Like free will, I see no natural guarantee that genuine selves are a robust phenomenon. It’s complicated developing all those synapses deliberately, and it’s much easier to “go with the flow” when life gets difficult and busy.

Many neuroscience researchers have put forth notions that a lot of what we call consciousness is hyped and massively inflated, and most properly called confabulation.

*/*/*

 

I believe minFW describes what is going in the brain and in our lives. We have a large potential to have a small bit of freedom, but unfortunately few humans are clearly aware of this, and most of this potential is often wasted. In times when self-discipline is not a popular theme, genuine selfhood declines.
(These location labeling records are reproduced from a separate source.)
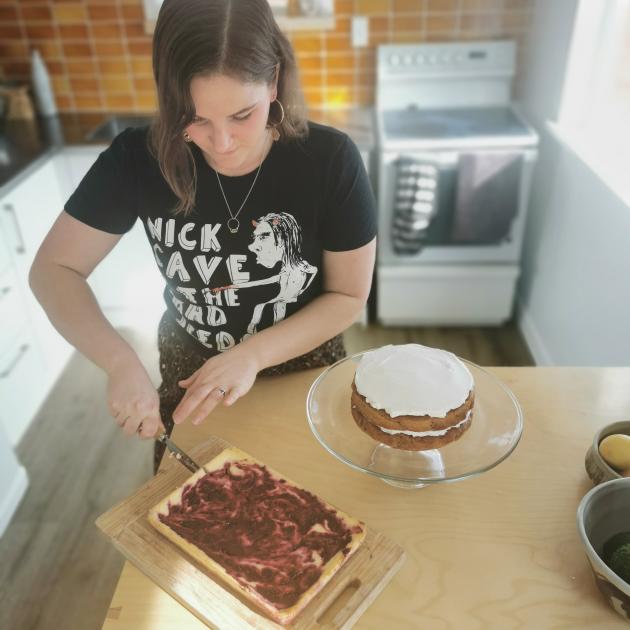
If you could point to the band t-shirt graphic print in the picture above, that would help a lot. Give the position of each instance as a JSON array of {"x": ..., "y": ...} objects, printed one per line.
[{"x": 221, "y": 287}]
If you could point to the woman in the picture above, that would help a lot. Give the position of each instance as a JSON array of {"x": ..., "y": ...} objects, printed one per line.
[{"x": 229, "y": 149}]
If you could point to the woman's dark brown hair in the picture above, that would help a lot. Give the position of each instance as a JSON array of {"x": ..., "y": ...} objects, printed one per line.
[{"x": 237, "y": 38}]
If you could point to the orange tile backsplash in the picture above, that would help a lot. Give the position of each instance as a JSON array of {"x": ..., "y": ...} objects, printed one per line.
[{"x": 99, "y": 56}]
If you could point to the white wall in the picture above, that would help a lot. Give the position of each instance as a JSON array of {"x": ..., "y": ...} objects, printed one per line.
[{"x": 574, "y": 294}]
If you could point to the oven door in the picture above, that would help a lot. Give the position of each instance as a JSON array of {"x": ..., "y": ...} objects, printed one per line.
[{"x": 476, "y": 214}]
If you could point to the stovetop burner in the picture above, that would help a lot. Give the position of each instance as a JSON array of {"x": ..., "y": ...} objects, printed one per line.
[{"x": 426, "y": 124}]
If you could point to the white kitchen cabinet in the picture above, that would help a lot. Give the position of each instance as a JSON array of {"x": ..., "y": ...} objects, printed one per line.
[
  {"x": 25, "y": 376},
  {"x": 26, "y": 214}
]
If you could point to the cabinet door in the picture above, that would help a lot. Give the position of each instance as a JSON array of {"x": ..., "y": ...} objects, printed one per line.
[
  {"x": 26, "y": 215},
  {"x": 24, "y": 383}
]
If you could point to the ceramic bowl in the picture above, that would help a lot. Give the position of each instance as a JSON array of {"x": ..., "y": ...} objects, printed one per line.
[
  {"x": 598, "y": 470},
  {"x": 603, "y": 512}
]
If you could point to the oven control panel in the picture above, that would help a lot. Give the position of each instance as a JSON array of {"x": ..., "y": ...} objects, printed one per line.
[{"x": 431, "y": 59}]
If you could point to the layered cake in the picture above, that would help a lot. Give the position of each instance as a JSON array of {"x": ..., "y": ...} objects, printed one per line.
[
  {"x": 273, "y": 542},
  {"x": 412, "y": 397}
]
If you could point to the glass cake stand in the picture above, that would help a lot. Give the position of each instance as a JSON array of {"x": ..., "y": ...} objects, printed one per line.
[{"x": 493, "y": 434}]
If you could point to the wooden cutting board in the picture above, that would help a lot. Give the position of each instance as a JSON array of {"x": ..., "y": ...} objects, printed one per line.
[{"x": 339, "y": 604}]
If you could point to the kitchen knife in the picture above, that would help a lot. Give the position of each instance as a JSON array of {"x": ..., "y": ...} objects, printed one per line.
[{"x": 181, "y": 456}]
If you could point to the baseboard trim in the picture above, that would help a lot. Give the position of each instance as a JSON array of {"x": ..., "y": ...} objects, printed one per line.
[
  {"x": 12, "y": 499},
  {"x": 533, "y": 338}
]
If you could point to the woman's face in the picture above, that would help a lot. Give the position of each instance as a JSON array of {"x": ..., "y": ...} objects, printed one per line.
[{"x": 230, "y": 123}]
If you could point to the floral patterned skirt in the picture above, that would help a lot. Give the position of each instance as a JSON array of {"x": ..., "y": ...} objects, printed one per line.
[{"x": 178, "y": 361}]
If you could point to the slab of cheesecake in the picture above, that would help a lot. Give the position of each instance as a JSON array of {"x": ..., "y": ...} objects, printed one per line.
[{"x": 272, "y": 541}]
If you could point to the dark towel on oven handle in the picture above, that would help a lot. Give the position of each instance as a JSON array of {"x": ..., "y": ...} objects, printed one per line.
[
  {"x": 415, "y": 204},
  {"x": 487, "y": 196}
]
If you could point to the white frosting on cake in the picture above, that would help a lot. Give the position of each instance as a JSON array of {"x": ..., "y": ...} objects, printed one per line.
[
  {"x": 413, "y": 380},
  {"x": 427, "y": 433}
]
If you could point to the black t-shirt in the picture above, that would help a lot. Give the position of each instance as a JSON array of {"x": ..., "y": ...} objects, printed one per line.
[{"x": 311, "y": 195}]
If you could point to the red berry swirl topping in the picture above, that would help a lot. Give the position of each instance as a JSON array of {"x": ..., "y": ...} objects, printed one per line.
[{"x": 270, "y": 536}]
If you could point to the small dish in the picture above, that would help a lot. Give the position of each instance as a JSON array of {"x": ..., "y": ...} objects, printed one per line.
[
  {"x": 596, "y": 468},
  {"x": 603, "y": 512},
  {"x": 494, "y": 433}
]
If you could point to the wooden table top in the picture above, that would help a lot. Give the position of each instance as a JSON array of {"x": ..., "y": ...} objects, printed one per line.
[{"x": 500, "y": 550}]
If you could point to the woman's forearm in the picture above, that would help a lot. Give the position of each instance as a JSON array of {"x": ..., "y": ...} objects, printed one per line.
[
  {"x": 326, "y": 316},
  {"x": 73, "y": 310}
]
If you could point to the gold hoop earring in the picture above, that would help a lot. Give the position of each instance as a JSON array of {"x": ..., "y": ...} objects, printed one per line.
[{"x": 275, "y": 134}]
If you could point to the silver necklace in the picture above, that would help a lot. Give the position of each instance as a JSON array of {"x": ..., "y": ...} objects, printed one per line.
[{"x": 233, "y": 223}]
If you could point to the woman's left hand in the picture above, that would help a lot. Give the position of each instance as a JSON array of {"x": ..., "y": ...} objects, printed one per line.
[{"x": 221, "y": 379}]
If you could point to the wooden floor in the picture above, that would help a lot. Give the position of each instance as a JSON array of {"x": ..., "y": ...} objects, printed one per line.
[{"x": 56, "y": 570}]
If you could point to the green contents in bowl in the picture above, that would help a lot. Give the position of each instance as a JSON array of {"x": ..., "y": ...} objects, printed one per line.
[
  {"x": 620, "y": 562},
  {"x": 616, "y": 554}
]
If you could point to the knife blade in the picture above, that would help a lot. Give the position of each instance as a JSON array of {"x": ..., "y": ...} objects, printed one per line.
[{"x": 181, "y": 456}]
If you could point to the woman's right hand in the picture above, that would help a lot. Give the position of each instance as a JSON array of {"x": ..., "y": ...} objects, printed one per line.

For the most part we act robotically, and then try to actuate some minFW when the robotic behavior is not working well. Because there is so little known here, few succeed, and when they do, teaching others is another challenge.

 

*/*/*

 

I have been settling with the idea that the “self” is that set of taught internal standards or expectations, PLUS the “wanting” nerve-ware being pretty much inherited, PLUS the experiences and ideas that have been focused on most.

A person must WANT to operate minFW to have it work successfully.

A person must ACTUALLY operate minFW to have it develop and mature.

 

*/*/*

I haven’t yet specifically addressed “wanting” in all this yet, and how much freedom we may have in sculpting our own desires. My focus has been on individual choices or performances.

In the background is the notion of “wanting” in the sense that we compare our performances with an internalized “want list” or a set of standards or expectations.

How that set of wants or expectations gets there, for children, is a matter of teaching. After childhood this internalized set of wants may have a sense of freedom or “free will” in that we may be able to modify and sculpt it to some extent.

 

*/*/*

 

I think the main reason free will and consciousness have been so resistant to analysis is because for centuries intellectuals have been over-hyping it in a sort of self-worship.

So, man pumps in artificial glamour, and then consciousness eludes scientific explanation.

The common objection to any good theory on consciousness is: “But there’s no glamour in your explanation of consciousness, so it must be deficient.”  But the glamour doesn’t belong there to begin with. So, good theories develop only slowly, until recent modern neuroscience came along, and then the Internet came along.

There is survival value to people having consciousness and qualia in teaching children about the existence of other minds. Wondering about WHAT someone else’s qualia feels like, leads to more empathy and cooperation. This kind of wonder is something young children are capable of spontaneously discovering. Young children of 9 years can think about their own thinking, AND they can think about other people’s thinking.